How to make cookies
To build, construct, produce, or originate. We made a bird feeder for our yard. I’ll make a how to make cookies out of him yet.
In Starbucks’s case, the firm has in effect turned the process of making an expensive cup of coffee into intellectual property. I made a poem for her wedding. They were just a bunch of ne’er-do-wells who went around making trouble for honest men. To make like a deer caught in the headlights. They made nice together, as if their fight never happened. He made as if to punch him, but they both laughed and shook hands. Follow after the things which make for peace.
One swallow does not a summer make. Winston Churchill, chapter V, in The Celebrity: An Episode, New York, N. We made an odd party before the arrival of the Ten, particularly when the Celebrity dropped in for lunch or dinner. Mohair stables and made the trip sometimes twice in a day.
1995, Harriette Simpson Arnow: Critical Essays on Her Work, p. 46: Style alone does not make a writer. To add up to, have a sum of. I don’t know what to make of it. They couldn’t make anything of the inscription. What time do you make it?
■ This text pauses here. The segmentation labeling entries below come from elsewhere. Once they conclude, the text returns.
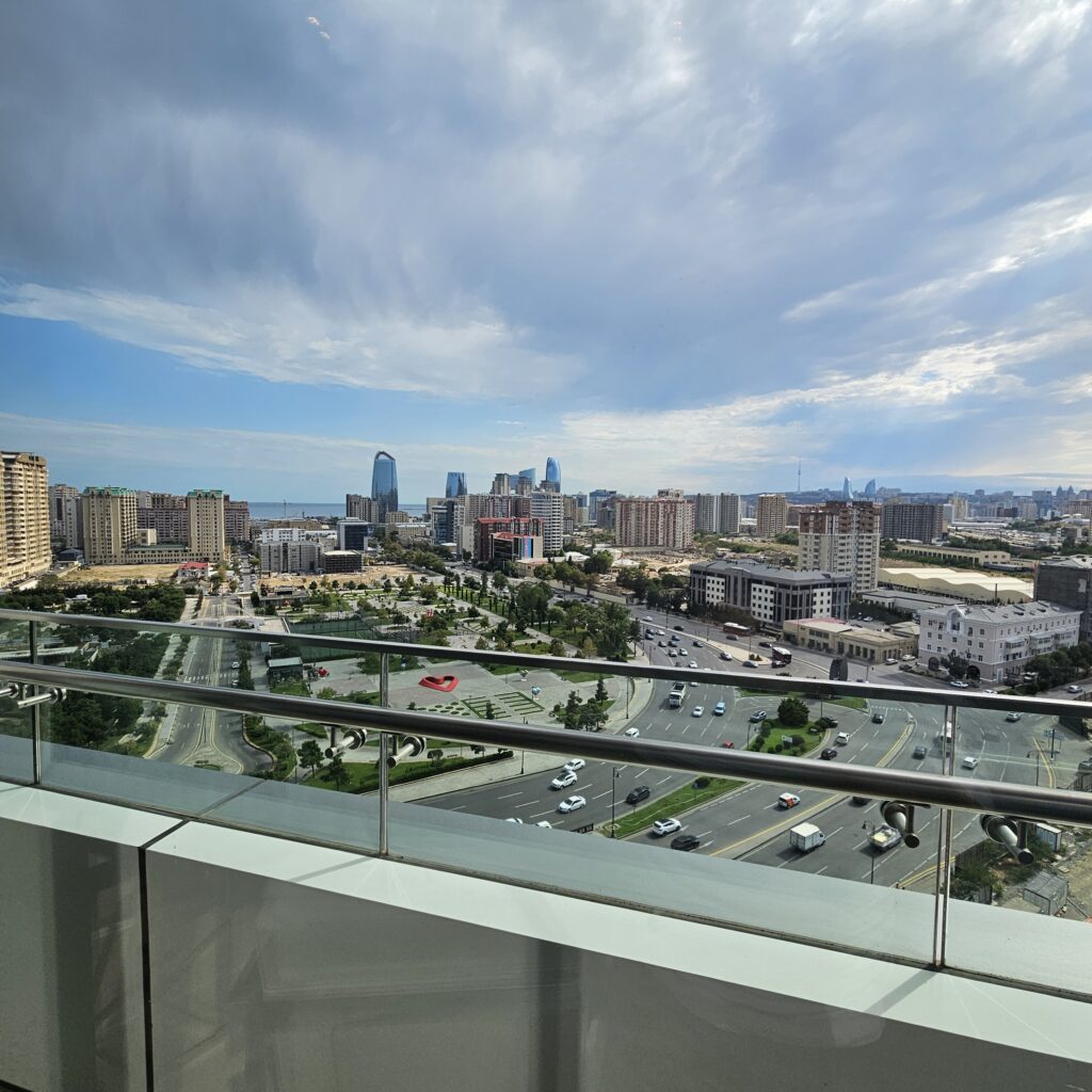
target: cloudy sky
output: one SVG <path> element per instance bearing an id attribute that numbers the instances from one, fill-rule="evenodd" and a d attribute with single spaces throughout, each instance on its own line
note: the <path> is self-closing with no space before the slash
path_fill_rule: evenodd
<path id="1" fill-rule="evenodd" d="M 0 447 L 402 495 L 1092 486 L 1092 0 L 0 14 Z"/>

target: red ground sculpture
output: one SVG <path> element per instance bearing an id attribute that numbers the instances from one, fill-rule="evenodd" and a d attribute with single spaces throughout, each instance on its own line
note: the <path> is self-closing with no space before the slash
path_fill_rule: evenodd
<path id="1" fill-rule="evenodd" d="M 427 686 L 429 690 L 442 690 L 444 693 L 451 693 L 459 686 L 459 679 L 454 675 L 426 675 L 419 685 Z"/>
This company is what made you.
She married into wealth and so has it made. 1668, John Dryden, Annus Mirabilis: The Year of Wonders, M. A great expression and amazing eye contact, in particular, can make a photograph, and without them, you can end up with very little. The citizens made their objections clear. This might make you a bit woozy.
Scotch will make you a man. Since the launch early last year of two Silicon Valley start-ups offering free education through MOOCs, massive open online courses, the ivory towers of academia have been shaken to their foundations. University brands built in some cases over centuries have been forced to contemplate the possibility that information technology will rapidly make their existing business model obsolete. Homer makes Aphrodite the daughter of Zeus, unlike Hesiod who depicted her as born from the sea foam. 1710, Thomas Baker, Reflections on Learning He is not that goose and Ass that Valla would make him.
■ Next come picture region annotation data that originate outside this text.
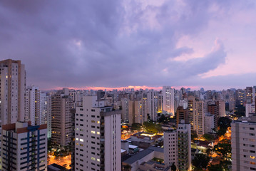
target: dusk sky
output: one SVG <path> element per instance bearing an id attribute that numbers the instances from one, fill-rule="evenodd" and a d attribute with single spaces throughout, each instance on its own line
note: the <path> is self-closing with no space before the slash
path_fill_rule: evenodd
<path id="1" fill-rule="evenodd" d="M 255 0 L 0 2 L 0 60 L 41 89 L 244 88 L 255 31 Z"/>

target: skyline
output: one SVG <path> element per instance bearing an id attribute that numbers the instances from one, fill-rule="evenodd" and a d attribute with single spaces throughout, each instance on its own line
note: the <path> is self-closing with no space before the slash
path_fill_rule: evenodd
<path id="1" fill-rule="evenodd" d="M 1 60 L 21 60 L 28 86 L 254 86 L 255 1 L 60 2 L 0 5 Z"/>

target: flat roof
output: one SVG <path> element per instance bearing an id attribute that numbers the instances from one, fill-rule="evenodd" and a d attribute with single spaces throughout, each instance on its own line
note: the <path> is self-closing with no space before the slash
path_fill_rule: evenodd
<path id="1" fill-rule="evenodd" d="M 145 156 L 150 154 L 151 152 L 153 152 L 154 151 L 163 152 L 163 148 L 160 148 L 160 147 L 156 147 L 151 146 L 151 147 L 147 148 L 146 150 L 133 155 L 130 158 L 128 158 L 126 160 L 123 161 L 123 162 L 129 164 L 129 165 L 131 165 L 133 162 L 138 161 L 138 160 L 140 160 L 140 159 L 145 157 Z"/>
<path id="2" fill-rule="evenodd" d="M 138 146 L 136 146 L 136 145 L 129 145 L 129 148 L 135 149 L 135 148 L 137 148 L 137 147 L 138 147 Z"/>

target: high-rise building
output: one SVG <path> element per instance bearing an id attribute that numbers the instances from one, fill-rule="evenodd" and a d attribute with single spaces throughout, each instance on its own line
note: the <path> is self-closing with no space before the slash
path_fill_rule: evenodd
<path id="1" fill-rule="evenodd" d="M 25 121 L 31 121 L 32 125 L 46 123 L 46 96 L 38 87 L 30 86 L 26 89 Z"/>
<path id="2" fill-rule="evenodd" d="M 162 92 L 158 93 L 158 112 L 163 113 L 163 94 L 162 94 Z"/>
<path id="3" fill-rule="evenodd" d="M 65 90 L 51 97 L 51 141 L 66 146 L 71 140 L 72 99 Z"/>
<path id="4" fill-rule="evenodd" d="M 205 134 L 205 113 L 204 113 L 204 101 L 195 100 L 195 115 L 193 118 L 193 130 L 196 132 L 199 137 Z"/>
<path id="5" fill-rule="evenodd" d="M 194 130 L 194 115 L 195 113 L 195 98 L 190 95 L 188 98 L 188 123 L 191 125 L 191 129 Z"/>
<path id="6" fill-rule="evenodd" d="M 147 114 L 149 115 L 150 119 L 156 121 L 158 116 L 158 94 L 153 90 L 150 90 L 147 93 Z"/>
<path id="7" fill-rule="evenodd" d="M 215 117 L 210 113 L 206 113 L 205 114 L 205 133 L 214 133 L 214 130 L 216 128 Z"/>
<path id="8" fill-rule="evenodd" d="M 2 125 L 24 120 L 26 71 L 21 61 L 0 61 L 1 103 Z"/>
<path id="9" fill-rule="evenodd" d="M 255 115 L 255 103 L 245 104 L 245 116 L 252 116 Z"/>
<path id="10" fill-rule="evenodd" d="M 51 95 L 46 93 L 47 138 L 51 138 Z"/>
<path id="11" fill-rule="evenodd" d="M 256 170 L 256 118 L 231 123 L 232 170 Z"/>
<path id="12" fill-rule="evenodd" d="M 246 87 L 245 88 L 245 103 L 252 103 L 252 87 Z"/>
<path id="13" fill-rule="evenodd" d="M 47 125 L 18 122 L 2 127 L 3 171 L 47 170 Z"/>
<path id="14" fill-rule="evenodd" d="M 174 115 L 174 88 L 163 86 L 163 112 Z"/>
<path id="15" fill-rule="evenodd" d="M 180 120 L 184 120 L 185 123 L 188 124 L 188 109 L 184 109 L 183 106 L 179 106 L 176 111 L 176 125 L 180 123 Z"/>
<path id="16" fill-rule="evenodd" d="M 164 132 L 165 165 L 174 164 L 178 170 L 191 170 L 191 128 L 190 124 L 181 120 L 177 130 Z"/>
<path id="17" fill-rule="evenodd" d="M 96 96 L 76 108 L 75 170 L 121 170 L 121 111 Z"/>
<path id="18" fill-rule="evenodd" d="M 122 98 L 122 121 L 128 122 L 129 121 L 129 100 L 127 98 Z"/>

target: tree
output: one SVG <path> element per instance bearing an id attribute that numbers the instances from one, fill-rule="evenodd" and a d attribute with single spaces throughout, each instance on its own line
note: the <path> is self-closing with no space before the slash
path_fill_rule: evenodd
<path id="1" fill-rule="evenodd" d="M 220 137 L 224 135 L 227 132 L 226 129 L 224 128 L 220 128 L 217 132 L 217 135 Z"/>
<path id="2" fill-rule="evenodd" d="M 172 166 L 170 167 L 170 170 L 171 170 L 172 171 L 176 171 L 177 167 L 176 167 L 175 165 L 174 164 L 174 162 L 173 162 L 173 165 L 172 165 Z"/>
<path id="3" fill-rule="evenodd" d="M 210 165 L 208 167 L 209 171 L 222 171 L 222 166 L 221 165 Z"/>
<path id="4" fill-rule="evenodd" d="M 210 162 L 210 157 L 204 154 L 196 154 L 192 163 L 195 167 L 195 170 L 206 169 Z"/>
<path id="5" fill-rule="evenodd" d="M 194 142 L 198 137 L 198 136 L 195 131 L 191 131 L 191 141 Z"/>
<path id="6" fill-rule="evenodd" d="M 231 120 L 227 117 L 220 117 L 217 121 L 217 125 L 220 126 L 220 129 L 225 129 L 230 127 Z"/>
<path id="7" fill-rule="evenodd" d="M 218 155 L 226 157 L 231 153 L 231 144 L 218 142 L 213 147 L 213 151 L 215 152 Z"/>
<path id="8" fill-rule="evenodd" d="M 242 105 L 237 105 L 236 110 L 235 111 L 235 115 L 237 118 L 245 115 L 245 107 Z"/>
<path id="9" fill-rule="evenodd" d="M 131 125 L 132 130 L 140 130 L 141 129 L 142 125 L 140 123 L 133 123 Z"/>
<path id="10" fill-rule="evenodd" d="M 158 122 L 160 123 L 166 123 L 168 121 L 168 120 L 167 117 L 165 117 L 165 115 L 163 115 L 163 114 L 162 114 L 161 116 L 158 120 Z"/>
<path id="11" fill-rule="evenodd" d="M 154 123 L 153 122 L 143 123 L 145 130 L 149 133 L 157 133 L 162 130 L 162 126 L 160 124 Z"/>
<path id="12" fill-rule="evenodd" d="M 205 140 L 214 140 L 214 135 L 211 134 L 204 134 L 203 135 L 203 138 L 205 138 Z"/>

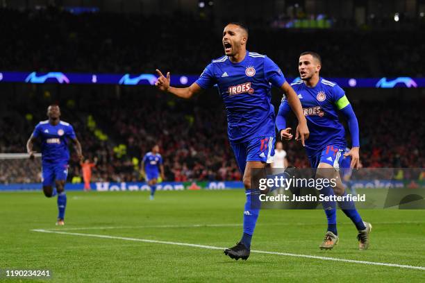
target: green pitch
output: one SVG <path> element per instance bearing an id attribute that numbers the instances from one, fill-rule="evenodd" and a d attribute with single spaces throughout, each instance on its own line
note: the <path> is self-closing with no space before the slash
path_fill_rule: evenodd
<path id="1" fill-rule="evenodd" d="M 140 191 L 67 196 L 65 226 L 58 228 L 56 198 L 0 193 L 0 270 L 47 268 L 55 282 L 425 282 L 424 268 L 370 263 L 425 266 L 425 210 L 361 211 L 374 226 L 366 251 L 358 250 L 356 230 L 340 211 L 340 243 L 324 251 L 322 211 L 262 210 L 251 249 L 278 254 L 235 261 L 213 247 L 240 239 L 242 190 L 158 191 L 153 201 Z"/>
1908, W B M Ferguson, chapter IV, in Zollenstein, New York, N. So this was my future home, I thought! Certainly it made a brave picture. I had seen similar ones fired-in on many a Heidelberg stein.
I was made to feel like a criminal. In former days every tavern of repute kept such a room for its own select circle, a club, or society, of habitués, who met every evening, for a pipe and a cheerful glass. Strangers might enter the room, but they were made to feel that they were there on sufferance: they were received with distance and suspicion. The teacher made the student study. Don’t let them make you suffer. To indicate or suggest to be. His past mistakes don’t make him a bad person.
1939, Raymond Chandler, The Big Sleep, Penguin 2011, p. 33: I caught sight of him two or three times and then made him turning north into Laurel Canyon Drive. Well, she just made Danny and Yen, which means in the next 48 hours the three o’ your pictures are gonna be in every police station in Europe. 2007 May 4, Andrew Dettmann et al. I should have a visual any second now. To arrive at a destination, usually at or by a certain time. We should make Cincinnati by 7 tonight.